Our study revealed a lower breach of screening by prodromal asymptomatic carriers (1 of 13) than the 44% projected by other models, translating to an expected 5 to 6 individuals9. Even so, several factors should be considered mitigating comparisons: (1.) Our study is limited by the low number of cases reported (13) of 15,873 samples tested; (2.) Mining workers were in a culture of continued screening and may have been more rigorous with health-safety measures; (3.) The prescreening questionnaire 24 to 48 h prior to travel resulted in a waiting period for individuals who acknowledged exposure risk, to include travel, thereby surpassing the typical 2.4-day prodromal period upon AD screening9; and (4.) Our data derived from a uniformity of process rather than an amalgamation of disparate sites and processes. Furthermore, comparisons of data unrelated to prodromal asymptomatic breach are largely erroneous, particularly to sites testing much larger groups of symptomatic individuals, such as hospitals and national reference centers.

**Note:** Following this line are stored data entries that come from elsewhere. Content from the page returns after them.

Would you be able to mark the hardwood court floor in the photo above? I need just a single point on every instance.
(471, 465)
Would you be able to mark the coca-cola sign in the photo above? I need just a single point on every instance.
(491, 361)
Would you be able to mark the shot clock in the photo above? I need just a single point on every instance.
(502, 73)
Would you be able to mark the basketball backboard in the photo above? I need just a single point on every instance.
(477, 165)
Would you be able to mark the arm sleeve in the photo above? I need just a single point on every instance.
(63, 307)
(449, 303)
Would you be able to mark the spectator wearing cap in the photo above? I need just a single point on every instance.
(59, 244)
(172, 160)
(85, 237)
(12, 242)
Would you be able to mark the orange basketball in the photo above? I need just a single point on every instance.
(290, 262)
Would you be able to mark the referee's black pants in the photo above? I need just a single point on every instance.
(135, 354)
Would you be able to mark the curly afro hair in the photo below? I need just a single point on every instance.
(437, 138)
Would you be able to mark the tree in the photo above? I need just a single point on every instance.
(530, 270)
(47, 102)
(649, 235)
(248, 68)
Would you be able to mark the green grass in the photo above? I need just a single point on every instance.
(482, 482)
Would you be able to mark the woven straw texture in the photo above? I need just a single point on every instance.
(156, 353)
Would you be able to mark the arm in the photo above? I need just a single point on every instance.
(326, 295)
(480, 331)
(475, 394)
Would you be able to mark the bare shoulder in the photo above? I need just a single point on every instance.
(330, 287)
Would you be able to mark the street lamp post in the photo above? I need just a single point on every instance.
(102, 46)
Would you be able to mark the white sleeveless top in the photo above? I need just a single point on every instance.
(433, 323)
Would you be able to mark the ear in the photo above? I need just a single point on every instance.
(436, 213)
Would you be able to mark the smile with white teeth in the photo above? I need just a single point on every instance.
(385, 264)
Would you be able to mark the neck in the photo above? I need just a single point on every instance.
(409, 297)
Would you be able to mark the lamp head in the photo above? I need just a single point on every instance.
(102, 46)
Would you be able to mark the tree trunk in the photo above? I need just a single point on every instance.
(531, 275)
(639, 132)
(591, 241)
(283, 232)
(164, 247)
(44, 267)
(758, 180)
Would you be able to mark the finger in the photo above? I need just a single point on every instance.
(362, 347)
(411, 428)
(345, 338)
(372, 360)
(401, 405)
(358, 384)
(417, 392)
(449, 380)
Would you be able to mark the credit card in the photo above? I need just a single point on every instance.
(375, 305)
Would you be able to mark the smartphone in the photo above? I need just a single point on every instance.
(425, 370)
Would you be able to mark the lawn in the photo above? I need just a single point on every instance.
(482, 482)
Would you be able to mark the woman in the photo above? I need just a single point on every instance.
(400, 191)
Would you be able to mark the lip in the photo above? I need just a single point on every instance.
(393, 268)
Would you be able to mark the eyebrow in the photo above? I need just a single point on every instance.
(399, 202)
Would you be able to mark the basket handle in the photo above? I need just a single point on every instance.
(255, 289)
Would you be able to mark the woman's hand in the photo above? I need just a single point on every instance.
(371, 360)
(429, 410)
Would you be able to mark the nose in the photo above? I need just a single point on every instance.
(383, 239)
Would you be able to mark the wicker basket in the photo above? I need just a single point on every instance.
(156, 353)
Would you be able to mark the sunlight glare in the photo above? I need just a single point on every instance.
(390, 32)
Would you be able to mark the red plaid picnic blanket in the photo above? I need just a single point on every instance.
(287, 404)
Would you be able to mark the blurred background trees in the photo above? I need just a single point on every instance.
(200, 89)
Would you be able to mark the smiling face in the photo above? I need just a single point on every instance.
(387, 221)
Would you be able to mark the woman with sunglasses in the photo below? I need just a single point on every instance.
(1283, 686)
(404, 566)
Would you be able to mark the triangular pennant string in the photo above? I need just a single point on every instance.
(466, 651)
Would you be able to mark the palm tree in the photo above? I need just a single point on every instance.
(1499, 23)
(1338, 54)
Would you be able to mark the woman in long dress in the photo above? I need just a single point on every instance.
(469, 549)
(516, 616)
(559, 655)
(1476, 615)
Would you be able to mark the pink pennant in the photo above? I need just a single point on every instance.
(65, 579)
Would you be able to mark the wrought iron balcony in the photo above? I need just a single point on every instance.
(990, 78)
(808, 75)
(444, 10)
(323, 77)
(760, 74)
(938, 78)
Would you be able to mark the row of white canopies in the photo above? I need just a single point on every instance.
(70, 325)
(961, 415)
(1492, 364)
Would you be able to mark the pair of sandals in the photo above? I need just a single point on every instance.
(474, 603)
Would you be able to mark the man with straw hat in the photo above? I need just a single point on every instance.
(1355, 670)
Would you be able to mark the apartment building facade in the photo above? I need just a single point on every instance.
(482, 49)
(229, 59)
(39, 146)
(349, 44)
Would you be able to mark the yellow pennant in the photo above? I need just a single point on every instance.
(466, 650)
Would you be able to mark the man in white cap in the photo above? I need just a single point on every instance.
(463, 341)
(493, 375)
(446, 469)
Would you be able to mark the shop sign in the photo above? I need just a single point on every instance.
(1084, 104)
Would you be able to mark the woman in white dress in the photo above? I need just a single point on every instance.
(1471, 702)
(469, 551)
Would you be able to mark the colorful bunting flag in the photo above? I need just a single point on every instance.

Though no secondary transmission was detected at either mining site as of December 2021, Case #9 was associated with Case #10 due to inflight seating proximity. This potential exposure route is now mitigated by the revised protocol whereby boarding occurs after RT-PCR data is returned. Overall, the current report supports the use of diagnostic laboratories at points of travel to provide an added contribution to other control measures. Though the implementation costs of such measures were entirely assumed by the private mining company; the laboratory costs and scientific expertise of the screening process remained low, having been conducted by a not-for-profit organization. Even so companies and organizations assuming the expenses of such combined screening measures should weigh those costs against the expense of pandemic spread and the associated medical response and industry shutdown, let alone the ethical implications of employing lesser safety precautions.